At first, they allowed him to do one story a week. One of the first he did was a report on a camping show at the New York Coliseum. When he threatened to resign unless they let him out on the streets on a full-time basis, he got his wish. By 1970, he was reporting full-time.

He covered the Young Lords seizure of a church at the corner of 111th Street and Lexington, where he met Pablo Guzman, who went from being a would-be terrorist to a real life TV reporter also on 5. O’Brien also encountered Geraldo Rivera, who at the time was acting as the Young Lords lawyer.

O’Brien went on to cover every major story in the city from the Son of Sam murders to the Sept. 11 attacks.

“He has the enthusiasm of a cub reporter,” said Rosanna Scotto, who has been working on the “Ten O’clock News” for the last 16 years.

Mike Sheehan was with NYPD for 25 years, most of them as a homicide detective, before joining Channel 5, where he has worked for nine years. He remembers his first days with O’Brien.

“The Australians wouldn’t even give me a seat to sit on or a desk to write at,” he said, referring to the management team of the Rupert Murdoch-owned station. “But they wanted me to be a reporter. So they sent me into the Irish pen. That meant with O’Brien. All we had was one desk between us. They called it the Irish ghetto.”

However, the two were not strangers but had met when Sheehan was still a cop.

“I first met Bobby when I came out of undercover work years ago,” Sheehan said. “He was a young reporter on the street and I was a young detective. I ran into him at every location.”

New York Post columnist Steve Dunleavy was plunked at the bar and had clearly been reflecting on O’Brien’s career.

“The most terrible thing in the world about Bob O’Brien was when he was off the sauce,” opined Dunleavy, who has never been tempted in that direction himself. “He was about as interesting as watching a yacht race. Except he talked faster than a Taliban. But thank God he’s drinking again and we can look forward to some great reporting from Bob O’Brien, a man who I love and revere, that I’ve known for more than 25 years, and I hope not for one year longer.”

O’Brien’s career has put him in some strange situations.

He covered a flower shower at the New York Coliseum dressed as a bumblebee. He was one of the first on the scene of the crash of Eastern Airlines Flight 66 from New Orleans. Wind sheer brought it down as it was coming in to land on Runway 4 at JFK on June 24, 1975.

“It was the worst thing I ever saw,” he said, recalling the scene 20 minutes after the crash. “Nobody was talking. There was just the dead in pieces. At my feet was part of the head of a 10-year-old kid.”

However, for many Irish American viewers of 5, O’Brien is most remembered for his Northern Ireland coverage. He made seven trips there, the first in October 1977.

His producer, he recalled, told him: “I have the best assignment for you.
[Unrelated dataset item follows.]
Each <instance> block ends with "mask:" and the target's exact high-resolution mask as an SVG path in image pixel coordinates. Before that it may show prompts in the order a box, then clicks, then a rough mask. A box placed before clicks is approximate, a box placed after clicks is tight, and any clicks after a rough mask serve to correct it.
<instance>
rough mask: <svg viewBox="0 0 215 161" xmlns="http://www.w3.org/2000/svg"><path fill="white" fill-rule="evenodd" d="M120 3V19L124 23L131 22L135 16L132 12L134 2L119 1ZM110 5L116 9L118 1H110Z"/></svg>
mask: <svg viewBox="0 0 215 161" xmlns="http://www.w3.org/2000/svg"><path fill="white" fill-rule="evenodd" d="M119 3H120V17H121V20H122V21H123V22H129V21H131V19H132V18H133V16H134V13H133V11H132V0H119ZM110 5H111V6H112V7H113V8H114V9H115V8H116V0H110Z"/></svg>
Go to Paris and take the Concorde back. But go a week early and stop off and do the war in Belfast.” O’Brien’s reaction was: “I’m going to die.” He got drunk on the flight over.

“I arrived on a Sunday,” he recalled. “It was gray, dank. The only thing moving were Land Rovers with troops and RUC officers.” He stayed at the Europa (which by that year had been bombed 28 times.) The next morning he walked over to the Divis Flats.

The first shot of O’Brien in Belfast is of him standing in the middle of a vacant lot near the peace line, abandoned buildings and puddles everywhere. Three years later, O’Brien was the first TV reporter to get inside the H-blocks, and his images of the excrement-covered walls and haggard prisoners are still riveting.

“My work in Ireland was the most important to me,” he concluded, looking down the years.